On Teacher’s Day, Indians and young Indians in particular would do well to seek inspiration from former Reserve Bank of India (RBI) governor—he demitted his office on Sunday—and my teacher Raghuram Rajan. Rajan inspires as a teacher for both his professional and personal qualities.
As someone who has gained respect all over the world for his thought leadership, Rajan is worth emulating as a professional. Since time immemorial, thought leaders—be it Patanjali, Aryabhatta and Kautilya at home or Aristotle, Plato, Newton and Einstein abroad—have been admired long after their bones have been interred. After all, ideas that transform our thinking live a much longer life than any individual can hope for.
As a top-ranking student from the Indian Institute of Technology (IIT) and Indian Institute of Management (IIM), Rajan could have followed scores of others in pursuing a corporate career. However, he chose to pursue a PhD. Even now, he insists that academics—the world of ideas chiselled with rigourous thinking—remains his main job and policy work an outgrowth of the same. It is this passion for the pursuit of ideas that is worth emulating.
Professionally, another quality that young students must learn is Rajan’s drive to contribute to one’s nation. Many graduates from the IITs and IIMs in his generation settled in the US in search of greener pastures. Most forgot that the taxpayer of this country had paid a substantial amount for the subsidized education in the IITs and IIMs.
While most people only know about Rajan’s visible contributions in policy-making during his roles as the chief economic adviser and RBI governor, he has contributed to India since the early 2000s.
For instance, he was involved with the setting up of the Indian School of Business (ISB) in 2001. In particular, the Centre for Analytical Finance, which inter alia organizes one of the most well-recognized academic conferences in finance all over the world, was his brainchild.
For those who cynically opine that one would grab the opportunity to become the chief economic adviser or the RBI governor, it is worth remembering that his efforts involving the ISB did not bring him newspaper headlines.
Taken together with his five-year stint in public policy, Rajan leaves a legacy that would provide inner satisfaction to the staunchest patriot.

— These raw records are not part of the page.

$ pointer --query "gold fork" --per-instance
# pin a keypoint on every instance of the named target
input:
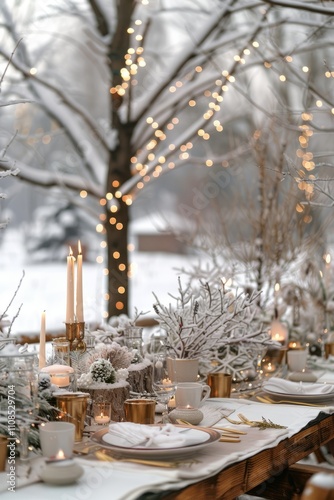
(100, 455)
(266, 399)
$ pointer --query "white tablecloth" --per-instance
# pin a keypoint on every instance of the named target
(125, 481)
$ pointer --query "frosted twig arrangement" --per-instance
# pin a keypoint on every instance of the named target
(208, 319)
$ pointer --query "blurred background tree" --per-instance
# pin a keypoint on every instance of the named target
(119, 93)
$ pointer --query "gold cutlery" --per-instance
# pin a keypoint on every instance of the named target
(86, 449)
(267, 399)
(103, 456)
(229, 439)
(226, 437)
(229, 430)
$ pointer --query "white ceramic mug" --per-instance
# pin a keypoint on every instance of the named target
(57, 438)
(297, 359)
(191, 394)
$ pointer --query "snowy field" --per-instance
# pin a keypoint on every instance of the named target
(44, 286)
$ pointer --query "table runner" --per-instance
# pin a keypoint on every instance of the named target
(125, 481)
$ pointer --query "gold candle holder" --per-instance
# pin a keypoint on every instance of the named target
(73, 409)
(75, 334)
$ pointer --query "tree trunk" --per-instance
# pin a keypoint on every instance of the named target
(116, 225)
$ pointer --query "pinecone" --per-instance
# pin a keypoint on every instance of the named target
(103, 371)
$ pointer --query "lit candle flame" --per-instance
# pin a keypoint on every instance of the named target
(60, 455)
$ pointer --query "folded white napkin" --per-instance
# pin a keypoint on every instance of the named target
(212, 414)
(288, 387)
(167, 436)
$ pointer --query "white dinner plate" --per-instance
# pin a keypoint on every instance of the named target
(306, 398)
(197, 438)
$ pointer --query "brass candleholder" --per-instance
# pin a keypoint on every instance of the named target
(75, 334)
(73, 409)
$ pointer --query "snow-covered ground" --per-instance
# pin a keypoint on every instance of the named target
(44, 286)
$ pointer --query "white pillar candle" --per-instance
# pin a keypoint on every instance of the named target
(70, 288)
(79, 294)
(42, 342)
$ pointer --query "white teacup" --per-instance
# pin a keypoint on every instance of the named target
(57, 439)
(191, 394)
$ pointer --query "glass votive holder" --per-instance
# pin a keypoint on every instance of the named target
(102, 413)
(61, 351)
(62, 376)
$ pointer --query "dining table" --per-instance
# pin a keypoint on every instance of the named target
(223, 469)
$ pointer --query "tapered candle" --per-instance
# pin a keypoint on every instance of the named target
(70, 288)
(42, 342)
(79, 295)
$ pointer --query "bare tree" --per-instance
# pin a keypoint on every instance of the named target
(140, 89)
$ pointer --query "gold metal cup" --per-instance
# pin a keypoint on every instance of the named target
(329, 349)
(3, 453)
(220, 384)
(73, 409)
(140, 411)
(75, 333)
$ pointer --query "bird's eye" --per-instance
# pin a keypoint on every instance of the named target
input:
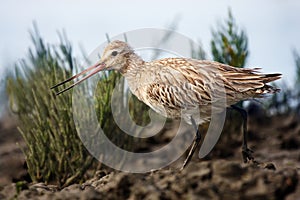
(114, 53)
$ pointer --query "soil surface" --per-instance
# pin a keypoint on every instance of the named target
(222, 175)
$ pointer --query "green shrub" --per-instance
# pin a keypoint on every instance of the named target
(54, 151)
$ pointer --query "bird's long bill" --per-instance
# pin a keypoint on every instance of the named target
(96, 68)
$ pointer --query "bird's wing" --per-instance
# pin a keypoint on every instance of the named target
(176, 85)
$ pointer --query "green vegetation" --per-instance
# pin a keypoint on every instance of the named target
(54, 151)
(230, 44)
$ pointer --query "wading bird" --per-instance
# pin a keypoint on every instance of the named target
(172, 85)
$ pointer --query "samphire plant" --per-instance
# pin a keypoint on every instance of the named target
(54, 151)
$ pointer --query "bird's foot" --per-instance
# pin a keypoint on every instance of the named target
(247, 154)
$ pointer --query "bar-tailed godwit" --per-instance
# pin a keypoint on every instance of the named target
(171, 85)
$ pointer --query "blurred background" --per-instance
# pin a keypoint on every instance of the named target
(44, 42)
(273, 27)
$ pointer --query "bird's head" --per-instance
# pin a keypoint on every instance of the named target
(114, 57)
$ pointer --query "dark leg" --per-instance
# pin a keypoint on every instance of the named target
(195, 144)
(247, 153)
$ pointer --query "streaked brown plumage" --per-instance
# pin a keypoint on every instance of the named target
(171, 85)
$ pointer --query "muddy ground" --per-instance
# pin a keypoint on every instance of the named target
(222, 175)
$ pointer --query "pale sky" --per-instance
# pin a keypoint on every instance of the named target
(273, 26)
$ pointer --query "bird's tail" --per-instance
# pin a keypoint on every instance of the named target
(268, 89)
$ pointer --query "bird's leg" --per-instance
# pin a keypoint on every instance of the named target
(195, 144)
(247, 153)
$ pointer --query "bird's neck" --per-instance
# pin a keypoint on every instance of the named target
(132, 71)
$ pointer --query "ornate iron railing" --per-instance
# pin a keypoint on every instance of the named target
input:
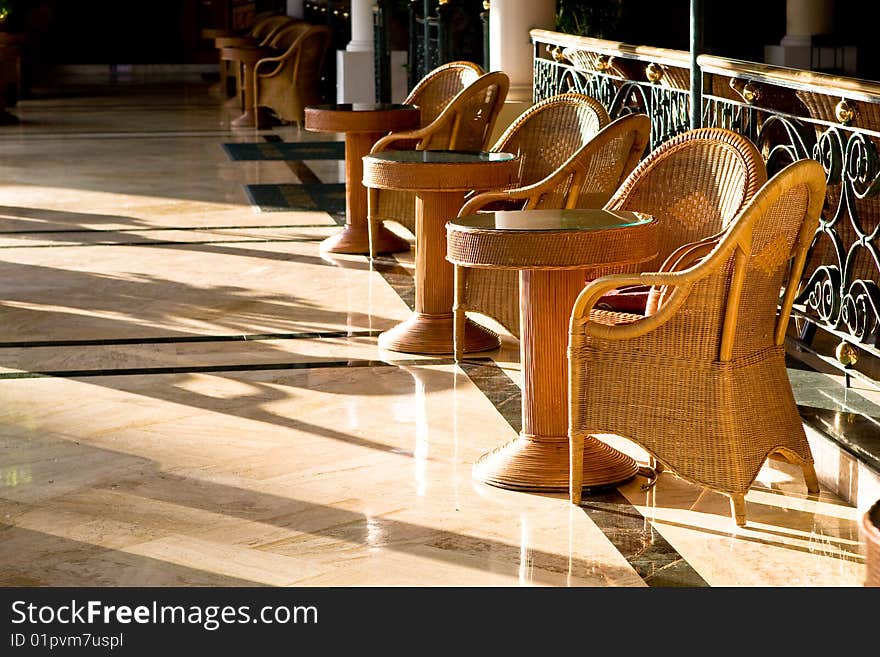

Youth who plan to pursue higher studies in the US and Europe would be well-served to remember his example of giving back to one’s nation. India needs its talented youth to contribute to its development.
Rajan inspires through several of his personal qualities as well. One particular quality stands out—how grounded he has remained amidst unparalleled success. There is a culture in India that can be best described as looking up to one’s superiors and kicking down at one’s subordinates. In contrast, whether it was saluting back the cop who saluted him for being the RBI governor or sitting among everyone else at the Wankhede Stadium to watch Sachin Tendulkar’s last innings, Rajan remains consciously grounded.
I am reminded of an instance during my PhD days when I set up an appointment to meet him. As I walked towards the business school building, I heard Rajan running and calling me from a few yards behind. He was running just a couple of minutes late and so was running and calling my name to catch up with me. Here I was—a second-year PhD student and he the celebrated professor at one of the world’s most reputed universities who had recently won the equivalent of the Fields Medal in mathematics—the Fischer Black Prize. Yet, for him, none of that mattered. Nor is he the kind to belittle an individual because he is an office boy, or be in awe of someone because he is a Nobel Prize winner.
A teacher is someone who teaches not only through his ideas but also through examples. I have been privileged to learn from his ideas and by observing him even before he was a celebrity. Now, a lot of us have had the opportunity to observe him in public office. We would do well to learn from the teacher who happened to be the RBI governor.
Krishnamurthy Subramanian is associate professor of finance at the Indian School of Business and a board member at Bandhan Bank and the National Institute of Bank Management.